NAIROBI, Kenya, Aug 13 – Hellen Obiri produced a jaw-dropping performance to floor Ethiopian star Almaz Ayana and storm to the women’s 5000m gold on the last day of the London IAAF World Championships on Sunday.
Obiri proved to her words that she was in the best form of her life when she matched Ayana’s steps up to the bell and unleash the afterburners at the back straight to leave defending champion Ayana trailing and went on to claim her first ever world outdoor title in 14:34.86.
Ayana settled for silver in a season’s best of 14:40.35 to end her dreams of bagging double in the championships after winning gold in the women’s 10,000m on the opening day.
Sifan Hassan of the Netherlands grabbed bronze in 14:42.73 to make amends after missing out a medal in her favourite 1500m final that was dominated by Kenyan Faith Kipyegon.
Obiri, the Olympic silver medallist, said that she gained confidence as Ayana failed to press the accelerator and try and shake her off.

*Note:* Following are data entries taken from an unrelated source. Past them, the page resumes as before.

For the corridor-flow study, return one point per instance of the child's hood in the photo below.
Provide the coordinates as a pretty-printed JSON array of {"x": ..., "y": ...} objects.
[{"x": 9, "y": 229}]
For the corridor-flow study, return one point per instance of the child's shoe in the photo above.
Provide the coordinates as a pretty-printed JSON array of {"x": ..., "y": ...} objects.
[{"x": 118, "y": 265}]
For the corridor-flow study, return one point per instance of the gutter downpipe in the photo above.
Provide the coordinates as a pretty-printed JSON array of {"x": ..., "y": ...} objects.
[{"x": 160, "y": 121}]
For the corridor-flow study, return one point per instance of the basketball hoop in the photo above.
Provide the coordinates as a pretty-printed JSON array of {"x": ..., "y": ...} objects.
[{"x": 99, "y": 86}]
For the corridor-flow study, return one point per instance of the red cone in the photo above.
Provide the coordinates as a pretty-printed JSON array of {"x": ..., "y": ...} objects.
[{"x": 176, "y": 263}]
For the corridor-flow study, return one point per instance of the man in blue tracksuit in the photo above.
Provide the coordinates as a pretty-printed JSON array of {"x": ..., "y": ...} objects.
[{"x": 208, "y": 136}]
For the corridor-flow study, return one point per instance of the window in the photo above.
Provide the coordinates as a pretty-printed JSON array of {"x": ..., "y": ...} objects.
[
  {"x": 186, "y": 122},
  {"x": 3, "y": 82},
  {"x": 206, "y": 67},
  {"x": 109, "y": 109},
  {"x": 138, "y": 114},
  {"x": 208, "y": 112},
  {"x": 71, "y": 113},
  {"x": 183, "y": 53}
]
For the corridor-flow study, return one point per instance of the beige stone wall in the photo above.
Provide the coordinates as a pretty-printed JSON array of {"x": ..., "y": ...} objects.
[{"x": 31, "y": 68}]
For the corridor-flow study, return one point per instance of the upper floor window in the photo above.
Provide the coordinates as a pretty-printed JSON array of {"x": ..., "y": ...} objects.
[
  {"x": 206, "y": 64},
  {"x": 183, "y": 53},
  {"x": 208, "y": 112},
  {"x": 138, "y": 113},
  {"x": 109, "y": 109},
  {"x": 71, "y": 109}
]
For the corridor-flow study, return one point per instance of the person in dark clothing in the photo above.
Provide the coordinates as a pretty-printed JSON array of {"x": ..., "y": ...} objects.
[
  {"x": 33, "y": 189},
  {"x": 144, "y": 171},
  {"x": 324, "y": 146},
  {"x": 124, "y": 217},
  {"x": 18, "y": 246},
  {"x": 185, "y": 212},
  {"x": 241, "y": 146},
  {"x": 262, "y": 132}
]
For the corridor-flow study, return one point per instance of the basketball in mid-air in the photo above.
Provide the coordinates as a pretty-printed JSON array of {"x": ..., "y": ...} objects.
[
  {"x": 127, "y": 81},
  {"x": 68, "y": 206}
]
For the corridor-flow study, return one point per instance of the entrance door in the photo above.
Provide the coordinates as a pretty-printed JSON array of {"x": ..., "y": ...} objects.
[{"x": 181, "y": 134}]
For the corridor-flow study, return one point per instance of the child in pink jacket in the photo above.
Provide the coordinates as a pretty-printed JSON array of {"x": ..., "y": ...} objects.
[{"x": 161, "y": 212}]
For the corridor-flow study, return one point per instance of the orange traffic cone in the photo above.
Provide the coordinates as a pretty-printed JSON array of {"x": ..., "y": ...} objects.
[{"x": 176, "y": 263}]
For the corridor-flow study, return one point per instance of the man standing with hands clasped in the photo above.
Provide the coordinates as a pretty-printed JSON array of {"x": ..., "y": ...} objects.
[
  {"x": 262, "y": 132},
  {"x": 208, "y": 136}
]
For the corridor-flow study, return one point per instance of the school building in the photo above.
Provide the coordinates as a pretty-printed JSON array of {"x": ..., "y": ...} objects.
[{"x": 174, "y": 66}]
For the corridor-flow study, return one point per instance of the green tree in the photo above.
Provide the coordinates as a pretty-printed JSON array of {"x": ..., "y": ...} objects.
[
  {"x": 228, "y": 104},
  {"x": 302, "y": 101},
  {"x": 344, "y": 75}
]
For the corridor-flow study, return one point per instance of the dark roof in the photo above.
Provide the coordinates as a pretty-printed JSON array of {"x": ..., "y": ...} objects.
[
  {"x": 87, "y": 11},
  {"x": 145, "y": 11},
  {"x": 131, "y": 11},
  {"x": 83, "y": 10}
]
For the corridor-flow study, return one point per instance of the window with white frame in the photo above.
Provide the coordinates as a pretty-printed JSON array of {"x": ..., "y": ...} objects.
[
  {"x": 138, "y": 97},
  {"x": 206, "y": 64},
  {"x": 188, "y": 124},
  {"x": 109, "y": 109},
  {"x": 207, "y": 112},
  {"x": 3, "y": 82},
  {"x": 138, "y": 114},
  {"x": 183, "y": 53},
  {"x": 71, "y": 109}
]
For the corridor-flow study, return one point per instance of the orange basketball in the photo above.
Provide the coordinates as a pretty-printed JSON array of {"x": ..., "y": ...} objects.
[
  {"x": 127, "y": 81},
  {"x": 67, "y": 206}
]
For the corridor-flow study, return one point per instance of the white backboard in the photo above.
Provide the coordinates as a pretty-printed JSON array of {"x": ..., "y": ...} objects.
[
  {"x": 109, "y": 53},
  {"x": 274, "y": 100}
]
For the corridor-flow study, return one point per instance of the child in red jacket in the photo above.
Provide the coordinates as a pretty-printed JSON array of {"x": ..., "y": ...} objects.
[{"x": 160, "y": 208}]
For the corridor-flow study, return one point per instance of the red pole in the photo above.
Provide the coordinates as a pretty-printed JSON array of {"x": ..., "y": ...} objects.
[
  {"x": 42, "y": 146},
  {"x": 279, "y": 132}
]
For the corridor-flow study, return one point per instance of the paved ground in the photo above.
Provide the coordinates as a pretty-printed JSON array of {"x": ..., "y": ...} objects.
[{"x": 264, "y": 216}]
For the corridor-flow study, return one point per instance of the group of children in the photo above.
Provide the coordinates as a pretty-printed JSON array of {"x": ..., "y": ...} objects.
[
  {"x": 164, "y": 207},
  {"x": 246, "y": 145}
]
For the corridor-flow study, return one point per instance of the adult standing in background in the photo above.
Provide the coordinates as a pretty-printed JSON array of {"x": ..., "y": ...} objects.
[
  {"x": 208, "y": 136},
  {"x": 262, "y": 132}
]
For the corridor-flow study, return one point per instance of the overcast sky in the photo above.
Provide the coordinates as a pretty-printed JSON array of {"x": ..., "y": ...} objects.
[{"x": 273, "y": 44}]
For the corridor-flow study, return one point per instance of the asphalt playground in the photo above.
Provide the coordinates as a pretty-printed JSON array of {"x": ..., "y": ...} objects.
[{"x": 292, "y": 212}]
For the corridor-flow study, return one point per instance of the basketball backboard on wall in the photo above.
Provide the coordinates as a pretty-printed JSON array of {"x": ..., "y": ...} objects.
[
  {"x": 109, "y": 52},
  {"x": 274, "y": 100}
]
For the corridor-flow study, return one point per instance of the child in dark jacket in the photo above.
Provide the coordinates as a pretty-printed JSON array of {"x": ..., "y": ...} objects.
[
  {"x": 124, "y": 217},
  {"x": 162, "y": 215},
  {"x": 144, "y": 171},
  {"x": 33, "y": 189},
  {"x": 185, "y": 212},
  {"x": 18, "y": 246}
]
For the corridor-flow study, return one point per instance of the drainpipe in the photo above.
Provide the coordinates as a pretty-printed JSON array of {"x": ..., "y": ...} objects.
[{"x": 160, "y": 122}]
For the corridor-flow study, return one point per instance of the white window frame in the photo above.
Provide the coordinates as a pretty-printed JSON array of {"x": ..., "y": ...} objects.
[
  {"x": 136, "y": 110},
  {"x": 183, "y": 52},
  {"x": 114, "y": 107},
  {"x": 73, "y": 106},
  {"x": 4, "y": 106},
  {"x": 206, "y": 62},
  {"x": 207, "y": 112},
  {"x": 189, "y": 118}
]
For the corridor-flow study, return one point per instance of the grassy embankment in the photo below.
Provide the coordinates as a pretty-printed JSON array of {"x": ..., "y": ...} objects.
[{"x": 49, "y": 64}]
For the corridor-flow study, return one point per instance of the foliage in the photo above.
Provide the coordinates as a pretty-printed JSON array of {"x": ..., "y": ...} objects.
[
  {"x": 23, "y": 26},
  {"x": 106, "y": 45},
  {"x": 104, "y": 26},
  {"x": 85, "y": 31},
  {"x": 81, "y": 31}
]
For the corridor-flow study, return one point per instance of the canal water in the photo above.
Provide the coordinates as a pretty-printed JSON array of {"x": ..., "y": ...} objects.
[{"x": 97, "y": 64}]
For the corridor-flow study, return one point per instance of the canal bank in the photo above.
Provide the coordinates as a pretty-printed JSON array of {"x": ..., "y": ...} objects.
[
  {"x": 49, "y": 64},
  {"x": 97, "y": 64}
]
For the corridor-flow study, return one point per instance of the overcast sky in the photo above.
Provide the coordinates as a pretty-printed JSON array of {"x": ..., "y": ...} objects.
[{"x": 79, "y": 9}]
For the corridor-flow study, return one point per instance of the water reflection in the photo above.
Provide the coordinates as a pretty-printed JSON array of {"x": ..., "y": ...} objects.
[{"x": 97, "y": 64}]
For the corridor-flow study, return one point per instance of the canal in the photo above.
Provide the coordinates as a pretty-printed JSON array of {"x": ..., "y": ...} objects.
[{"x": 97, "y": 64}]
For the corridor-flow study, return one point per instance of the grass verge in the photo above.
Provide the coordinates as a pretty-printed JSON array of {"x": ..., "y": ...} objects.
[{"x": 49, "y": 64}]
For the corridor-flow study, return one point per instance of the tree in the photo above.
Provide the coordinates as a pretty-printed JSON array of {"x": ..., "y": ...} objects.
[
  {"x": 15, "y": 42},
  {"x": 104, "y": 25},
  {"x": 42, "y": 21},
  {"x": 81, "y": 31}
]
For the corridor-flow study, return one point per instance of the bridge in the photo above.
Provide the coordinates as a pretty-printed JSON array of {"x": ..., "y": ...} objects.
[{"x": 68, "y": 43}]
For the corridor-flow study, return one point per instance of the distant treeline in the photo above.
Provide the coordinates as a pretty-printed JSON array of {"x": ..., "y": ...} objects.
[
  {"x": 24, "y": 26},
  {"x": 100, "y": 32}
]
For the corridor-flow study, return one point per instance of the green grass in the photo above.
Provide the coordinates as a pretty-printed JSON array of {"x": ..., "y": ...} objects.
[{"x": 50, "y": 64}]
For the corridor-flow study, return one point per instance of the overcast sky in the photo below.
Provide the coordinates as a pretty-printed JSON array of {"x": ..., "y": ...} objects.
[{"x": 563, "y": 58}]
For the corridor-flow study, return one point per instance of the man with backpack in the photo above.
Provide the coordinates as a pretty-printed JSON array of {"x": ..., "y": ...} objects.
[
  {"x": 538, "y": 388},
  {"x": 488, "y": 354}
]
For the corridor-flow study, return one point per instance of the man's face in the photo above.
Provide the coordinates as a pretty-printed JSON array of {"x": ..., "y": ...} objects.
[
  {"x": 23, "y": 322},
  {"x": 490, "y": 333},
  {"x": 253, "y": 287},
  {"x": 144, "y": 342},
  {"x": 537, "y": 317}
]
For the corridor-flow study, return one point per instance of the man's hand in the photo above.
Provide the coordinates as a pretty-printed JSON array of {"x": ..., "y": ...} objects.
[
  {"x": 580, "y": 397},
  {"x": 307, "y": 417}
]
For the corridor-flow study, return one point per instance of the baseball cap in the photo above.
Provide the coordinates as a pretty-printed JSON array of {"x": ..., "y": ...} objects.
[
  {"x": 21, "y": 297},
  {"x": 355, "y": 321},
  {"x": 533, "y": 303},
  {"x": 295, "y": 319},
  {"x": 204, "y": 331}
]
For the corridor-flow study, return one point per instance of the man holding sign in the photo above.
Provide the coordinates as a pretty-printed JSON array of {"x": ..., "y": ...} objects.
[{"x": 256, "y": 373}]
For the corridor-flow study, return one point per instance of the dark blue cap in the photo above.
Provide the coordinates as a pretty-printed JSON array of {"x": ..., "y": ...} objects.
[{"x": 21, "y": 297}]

“I was telling myself to go,” she said. “I could see Ayana was not going so I thought, why not? So I said, go. I am mentally strong so I knew I was capable.
“When I crossed the line I was extremely happy, and just wanted to celebrate. All my emotion came out. I wanted the 5000m gold a lot.”

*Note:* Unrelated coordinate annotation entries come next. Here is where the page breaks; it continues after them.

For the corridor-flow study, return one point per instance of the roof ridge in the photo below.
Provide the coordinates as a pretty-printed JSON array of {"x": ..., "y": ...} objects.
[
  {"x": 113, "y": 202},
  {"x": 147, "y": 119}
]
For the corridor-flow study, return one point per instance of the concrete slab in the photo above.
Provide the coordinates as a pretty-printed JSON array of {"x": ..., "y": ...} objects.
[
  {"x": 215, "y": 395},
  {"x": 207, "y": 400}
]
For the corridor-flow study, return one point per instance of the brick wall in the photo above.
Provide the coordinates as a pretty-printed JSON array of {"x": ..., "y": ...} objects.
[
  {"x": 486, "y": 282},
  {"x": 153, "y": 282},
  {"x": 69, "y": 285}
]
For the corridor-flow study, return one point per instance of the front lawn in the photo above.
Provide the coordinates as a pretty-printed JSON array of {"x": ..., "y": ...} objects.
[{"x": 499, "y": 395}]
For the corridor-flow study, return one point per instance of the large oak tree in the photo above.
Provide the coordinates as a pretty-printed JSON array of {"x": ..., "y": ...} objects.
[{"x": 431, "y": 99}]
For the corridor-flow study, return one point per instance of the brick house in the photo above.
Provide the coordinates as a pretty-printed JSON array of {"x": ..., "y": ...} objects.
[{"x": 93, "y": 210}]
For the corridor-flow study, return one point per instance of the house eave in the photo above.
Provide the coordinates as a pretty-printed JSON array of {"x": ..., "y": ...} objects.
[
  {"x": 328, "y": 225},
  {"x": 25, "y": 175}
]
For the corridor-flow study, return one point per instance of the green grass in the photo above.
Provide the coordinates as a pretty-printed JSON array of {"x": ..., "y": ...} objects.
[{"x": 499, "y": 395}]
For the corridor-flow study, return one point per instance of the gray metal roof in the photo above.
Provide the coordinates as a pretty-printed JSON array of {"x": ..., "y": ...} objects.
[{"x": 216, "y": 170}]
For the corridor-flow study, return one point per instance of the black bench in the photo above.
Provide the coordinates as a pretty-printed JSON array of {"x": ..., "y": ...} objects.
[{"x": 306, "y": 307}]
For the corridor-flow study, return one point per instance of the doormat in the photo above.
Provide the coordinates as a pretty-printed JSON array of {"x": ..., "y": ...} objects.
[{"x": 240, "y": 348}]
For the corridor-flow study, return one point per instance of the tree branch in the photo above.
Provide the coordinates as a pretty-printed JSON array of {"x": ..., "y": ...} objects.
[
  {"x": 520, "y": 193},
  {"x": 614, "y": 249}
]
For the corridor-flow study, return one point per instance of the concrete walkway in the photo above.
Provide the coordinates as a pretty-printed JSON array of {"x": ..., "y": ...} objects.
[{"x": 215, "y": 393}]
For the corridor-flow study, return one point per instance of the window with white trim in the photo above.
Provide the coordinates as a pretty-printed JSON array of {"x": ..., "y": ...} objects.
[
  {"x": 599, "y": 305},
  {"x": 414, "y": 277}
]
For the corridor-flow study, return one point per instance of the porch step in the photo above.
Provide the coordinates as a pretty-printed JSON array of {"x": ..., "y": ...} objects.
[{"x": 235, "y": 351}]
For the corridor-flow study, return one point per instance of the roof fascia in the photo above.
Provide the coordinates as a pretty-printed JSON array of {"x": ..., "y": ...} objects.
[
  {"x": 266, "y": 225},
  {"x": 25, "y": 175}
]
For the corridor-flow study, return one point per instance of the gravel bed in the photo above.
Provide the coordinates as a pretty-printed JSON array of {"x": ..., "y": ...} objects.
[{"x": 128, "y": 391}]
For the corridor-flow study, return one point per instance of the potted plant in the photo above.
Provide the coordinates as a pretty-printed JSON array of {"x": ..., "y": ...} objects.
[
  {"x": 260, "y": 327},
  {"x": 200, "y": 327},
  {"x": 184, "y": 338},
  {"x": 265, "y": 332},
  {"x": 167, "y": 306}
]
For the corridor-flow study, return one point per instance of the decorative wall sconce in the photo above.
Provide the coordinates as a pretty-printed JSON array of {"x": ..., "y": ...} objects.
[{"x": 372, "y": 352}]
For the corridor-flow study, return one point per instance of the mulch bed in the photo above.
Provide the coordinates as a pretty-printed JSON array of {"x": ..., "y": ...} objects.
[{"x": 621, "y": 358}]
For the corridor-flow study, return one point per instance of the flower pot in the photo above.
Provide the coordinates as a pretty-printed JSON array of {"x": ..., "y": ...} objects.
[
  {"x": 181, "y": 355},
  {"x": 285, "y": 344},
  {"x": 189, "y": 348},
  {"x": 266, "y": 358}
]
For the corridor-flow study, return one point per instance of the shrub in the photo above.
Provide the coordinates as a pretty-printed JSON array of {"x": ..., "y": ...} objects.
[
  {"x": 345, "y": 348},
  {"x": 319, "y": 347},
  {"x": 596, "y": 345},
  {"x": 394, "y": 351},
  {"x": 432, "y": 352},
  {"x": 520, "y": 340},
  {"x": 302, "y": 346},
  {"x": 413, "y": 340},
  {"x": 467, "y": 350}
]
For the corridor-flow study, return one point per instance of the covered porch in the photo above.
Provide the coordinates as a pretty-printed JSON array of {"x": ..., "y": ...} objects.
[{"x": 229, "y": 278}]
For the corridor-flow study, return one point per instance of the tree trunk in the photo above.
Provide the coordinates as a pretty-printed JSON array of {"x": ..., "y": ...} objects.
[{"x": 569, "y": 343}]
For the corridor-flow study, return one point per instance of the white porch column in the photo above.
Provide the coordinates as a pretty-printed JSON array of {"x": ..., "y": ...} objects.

The win for Obiri saw Kenya reclaim the gold for the first time since 2011 when Vivian Cheruiyot won it in Daegu, South Korea and become the second Kenyan woman to ever win the crown.

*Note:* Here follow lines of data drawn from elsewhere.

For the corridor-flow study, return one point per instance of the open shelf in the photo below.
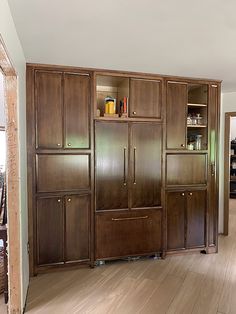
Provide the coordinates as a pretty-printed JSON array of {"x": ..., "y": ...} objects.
[
  {"x": 116, "y": 87},
  {"x": 197, "y": 126},
  {"x": 197, "y": 115}
]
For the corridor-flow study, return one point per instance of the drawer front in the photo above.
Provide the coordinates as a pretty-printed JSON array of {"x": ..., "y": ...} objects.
[
  {"x": 128, "y": 233},
  {"x": 186, "y": 169},
  {"x": 62, "y": 172}
]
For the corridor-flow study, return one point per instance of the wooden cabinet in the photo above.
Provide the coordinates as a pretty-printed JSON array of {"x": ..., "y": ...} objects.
[
  {"x": 63, "y": 229},
  {"x": 57, "y": 173},
  {"x": 139, "y": 152},
  {"x": 186, "y": 169},
  {"x": 145, "y": 165},
  {"x": 77, "y": 229},
  {"x": 145, "y": 98},
  {"x": 62, "y": 109},
  {"x": 136, "y": 232},
  {"x": 50, "y": 230},
  {"x": 111, "y": 165},
  {"x": 176, "y": 108},
  {"x": 196, "y": 218},
  {"x": 77, "y": 110},
  {"x": 128, "y": 176},
  {"x": 128, "y": 165},
  {"x": 186, "y": 219},
  {"x": 175, "y": 204}
]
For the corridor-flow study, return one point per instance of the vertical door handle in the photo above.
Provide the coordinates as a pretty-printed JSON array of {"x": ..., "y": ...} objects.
[
  {"x": 213, "y": 169},
  {"x": 134, "y": 165},
  {"x": 124, "y": 167}
]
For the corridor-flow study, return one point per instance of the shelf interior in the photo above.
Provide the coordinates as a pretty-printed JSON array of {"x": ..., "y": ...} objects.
[{"x": 113, "y": 86}]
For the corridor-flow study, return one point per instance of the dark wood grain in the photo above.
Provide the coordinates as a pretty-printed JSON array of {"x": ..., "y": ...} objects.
[
  {"x": 186, "y": 169},
  {"x": 50, "y": 230},
  {"x": 176, "y": 207},
  {"x": 62, "y": 172},
  {"x": 213, "y": 173},
  {"x": 117, "y": 238},
  {"x": 145, "y": 165},
  {"x": 77, "y": 227},
  {"x": 196, "y": 217},
  {"x": 111, "y": 165},
  {"x": 77, "y": 110},
  {"x": 176, "y": 108},
  {"x": 49, "y": 109},
  {"x": 145, "y": 98}
]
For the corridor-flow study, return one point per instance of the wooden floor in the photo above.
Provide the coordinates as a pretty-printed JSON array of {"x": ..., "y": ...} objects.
[{"x": 180, "y": 284}]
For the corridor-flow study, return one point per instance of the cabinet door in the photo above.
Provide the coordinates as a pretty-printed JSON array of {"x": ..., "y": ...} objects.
[
  {"x": 77, "y": 110},
  {"x": 213, "y": 206},
  {"x": 176, "y": 115},
  {"x": 196, "y": 215},
  {"x": 50, "y": 231},
  {"x": 175, "y": 220},
  {"x": 77, "y": 227},
  {"x": 48, "y": 109},
  {"x": 145, "y": 98},
  {"x": 145, "y": 165},
  {"x": 128, "y": 233},
  {"x": 111, "y": 165}
]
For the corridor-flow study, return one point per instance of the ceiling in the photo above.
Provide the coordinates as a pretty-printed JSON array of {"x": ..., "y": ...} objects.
[{"x": 186, "y": 38}]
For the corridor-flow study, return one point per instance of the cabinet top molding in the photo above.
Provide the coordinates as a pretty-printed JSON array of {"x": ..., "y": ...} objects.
[{"x": 35, "y": 66}]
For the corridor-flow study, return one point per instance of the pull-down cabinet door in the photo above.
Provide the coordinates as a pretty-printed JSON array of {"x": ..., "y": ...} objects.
[
  {"x": 176, "y": 115},
  {"x": 111, "y": 165},
  {"x": 145, "y": 98},
  {"x": 49, "y": 109},
  {"x": 76, "y": 106},
  {"x": 145, "y": 150}
]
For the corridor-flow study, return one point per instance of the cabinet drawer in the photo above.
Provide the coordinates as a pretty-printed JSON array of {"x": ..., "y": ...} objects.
[
  {"x": 128, "y": 233},
  {"x": 186, "y": 169},
  {"x": 62, "y": 172}
]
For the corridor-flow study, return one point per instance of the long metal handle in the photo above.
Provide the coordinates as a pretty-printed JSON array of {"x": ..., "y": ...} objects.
[
  {"x": 134, "y": 165},
  {"x": 129, "y": 218},
  {"x": 213, "y": 169},
  {"x": 124, "y": 167}
]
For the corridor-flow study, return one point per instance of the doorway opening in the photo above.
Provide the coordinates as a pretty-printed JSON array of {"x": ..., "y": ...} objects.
[
  {"x": 229, "y": 170},
  {"x": 12, "y": 184}
]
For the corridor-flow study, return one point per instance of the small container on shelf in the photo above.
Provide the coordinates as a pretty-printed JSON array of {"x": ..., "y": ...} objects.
[
  {"x": 198, "y": 143},
  {"x": 199, "y": 118}
]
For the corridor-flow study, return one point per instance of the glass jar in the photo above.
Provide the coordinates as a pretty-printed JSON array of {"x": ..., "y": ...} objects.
[
  {"x": 198, "y": 142},
  {"x": 198, "y": 118}
]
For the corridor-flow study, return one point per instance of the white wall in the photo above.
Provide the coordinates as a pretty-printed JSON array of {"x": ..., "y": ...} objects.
[
  {"x": 13, "y": 45},
  {"x": 228, "y": 104}
]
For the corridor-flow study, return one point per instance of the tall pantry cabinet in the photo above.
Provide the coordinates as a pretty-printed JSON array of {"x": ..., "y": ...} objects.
[{"x": 140, "y": 181}]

Ayana, the 10,000m world record holder, had decided to inject some much-needed zip into the pace with nine laps to run and only Obiri was able to match her.
The field was suddenly splintered with Hassan, also from Ethiopia but who came to the Netherlands as a refugee aged 15, leading a group of five contesting the minor medal.
Ayana was unable to burn off Obiri as she had done her rivals in the 10,000m — which she won by over 46 second– with the Kenyan content to let her 25-year-old rival do all the pace-setting.
Her strategy paid off perfectly as heading into the final lap she moved up onto Ayana’s shoulder and then delivered her coup de grace.
Ayana said what she had done in London was even better than her winning the 10,000m in Rio.
“It was a difficult race,” said Ayana. “I am better at leading it to get the win rather than challenging in a final sprint. It was difficult to push Hellen (Obiri) through to the finish line.
“Compared to Rio this is a bigger achievement. I’ve had many injuries this year so I am very happy with two medals,” she said.
Ayana said that she had paid for her astonishing victory in the 10,000m and had run through the pain barrier.
“I have been injured for the whole season and haven’t been able to get over it. The pain came back after the 10,000m. I did my best today but Hellen was too good at finishing. It was all I could today.”